The Enterprise Newspaper
Reprinted by permission of the St. Mary’s Enterprise
Magical, Lyrical Lessons
by Angelea Hoogerheide
“Now, when someone asks you if you know about opera, you can say, Not only do I know about opera, I can sing it in German!” proclaimed Yvette Lewis to a group of anxious third-graders who beamed after successfully mastering lyrics in a foreign language from Wolfgang Amadeus Mozart’s “The Magic Flute.”
Sitting crossed-legged on the floor of the music room, the young students focused their eyes up on the woman behind the piano who guided them through lines from Mozart’s tale of fantasy. Little lips pursed, the children practiced sounding out the hard German consonants. “Das klinget, sö herlich. Das klinget, so schoe’n,” they echoed in response to their teacher with the crystal clear voice.
Having earlier sung those lyrics in English, “Hear the jingling, so splendid! Hear the jingling, so clear,” the third-graders giggled as Lewis appealed to them to sing softly, convincing them that softness gave the music a sweeter quality.

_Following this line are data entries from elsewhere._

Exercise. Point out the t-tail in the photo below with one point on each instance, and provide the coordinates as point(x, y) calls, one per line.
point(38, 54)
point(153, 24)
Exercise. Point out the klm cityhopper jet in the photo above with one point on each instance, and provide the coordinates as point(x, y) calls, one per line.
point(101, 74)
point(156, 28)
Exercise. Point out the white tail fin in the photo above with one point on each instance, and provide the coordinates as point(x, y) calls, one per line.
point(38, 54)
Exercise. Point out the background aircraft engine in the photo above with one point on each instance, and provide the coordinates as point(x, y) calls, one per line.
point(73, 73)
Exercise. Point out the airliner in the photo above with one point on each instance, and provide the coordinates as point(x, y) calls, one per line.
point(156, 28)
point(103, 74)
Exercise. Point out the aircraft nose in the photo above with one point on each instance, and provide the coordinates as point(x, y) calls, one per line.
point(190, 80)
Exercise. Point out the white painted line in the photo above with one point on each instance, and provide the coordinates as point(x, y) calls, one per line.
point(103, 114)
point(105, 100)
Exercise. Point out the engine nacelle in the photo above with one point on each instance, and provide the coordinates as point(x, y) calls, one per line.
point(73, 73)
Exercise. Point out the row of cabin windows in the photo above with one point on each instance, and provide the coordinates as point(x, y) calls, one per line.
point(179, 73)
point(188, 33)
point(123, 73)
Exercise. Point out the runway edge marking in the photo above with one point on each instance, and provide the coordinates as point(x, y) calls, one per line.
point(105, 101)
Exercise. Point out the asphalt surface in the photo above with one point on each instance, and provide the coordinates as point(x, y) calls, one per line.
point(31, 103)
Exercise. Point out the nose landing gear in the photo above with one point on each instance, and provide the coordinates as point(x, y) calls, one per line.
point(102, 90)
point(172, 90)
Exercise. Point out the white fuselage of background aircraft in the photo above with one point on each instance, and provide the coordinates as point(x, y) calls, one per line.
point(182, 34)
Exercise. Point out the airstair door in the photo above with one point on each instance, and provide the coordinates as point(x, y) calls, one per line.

Concentration was on the brow of each face as students also took turns playing the xylophone. Coordination was at hand while tiny fingers gripping mallets pounded out notes in sync with the songs. There was a reason to grasp the lessons with precision: at the end of the week students would have a sharing session and show their peers in other grades what they have learned.
“The Magic Flute” is a celebration of wisdom, honesty and brotherhood tied in the magic of dreams and imagination. It tells the story of a brave, noble prince and his birdcatcher friend, armed only with magic bells and an enchanted flute, who set out on a musical quest to rescue a beautiful princess and find true love.
Lewis, opera singer and artist in residence at Lexington Park Elementary School, has spent the last week teaching each grade level the basics of the operatic art form. Designed to offer experience and exposure with one opera per grade, the week-long workshops are funded in part by the Maryland State Arts Council and the school.
Throughout the week students viewed videotaped excerpts from their opera, learned either an aria or chorus from the opera and learned an instrumental accompaniment for the music. Each class met with Lewis twice a week for 45-minute sessions. There were creative writing, art and other interdisciplinary activities featuring opera that were done in the classroom when students were not working directly with Lewis.
Students used crossword puzzles and word searches to reinforce vocabulary words, and a teacher workshop included an overview of the week and activities that could be used in the classroom to compliment Lewis’ residency.
The workshops “give students exposure to different arts they wouldn’t normally get,” said Kelly Dobson, instructional resource teacher in charge of the program. “We bring (the program) to the school through arts grants. We try to do something different every year.”
The students will perform what they have learned in an assembly on Monday afternoon. “Each grade level studies something different, so we share with each other in the end,” Lewis explained. The assembly “gives the students the opportunity to perform as well as share” in the company of their classmates.
Along with the third-graders’ study of Papageno’s arias in “The Magic Flute,” other grades will examine “The Three Bears Operetta,” “Madame Butterfly,” “Carmen,” “The Marriage of Figaro” and “Tales of Hoffman.”
Lewis lives in Columbia and has taught students throughout the state introductory lessons in opera as an artist in residence for the last 10 years. Interested in the art since age 15, Lewis has performed with the Baltimore Opera, the Baltimore Symphony and the Washington Opera among others.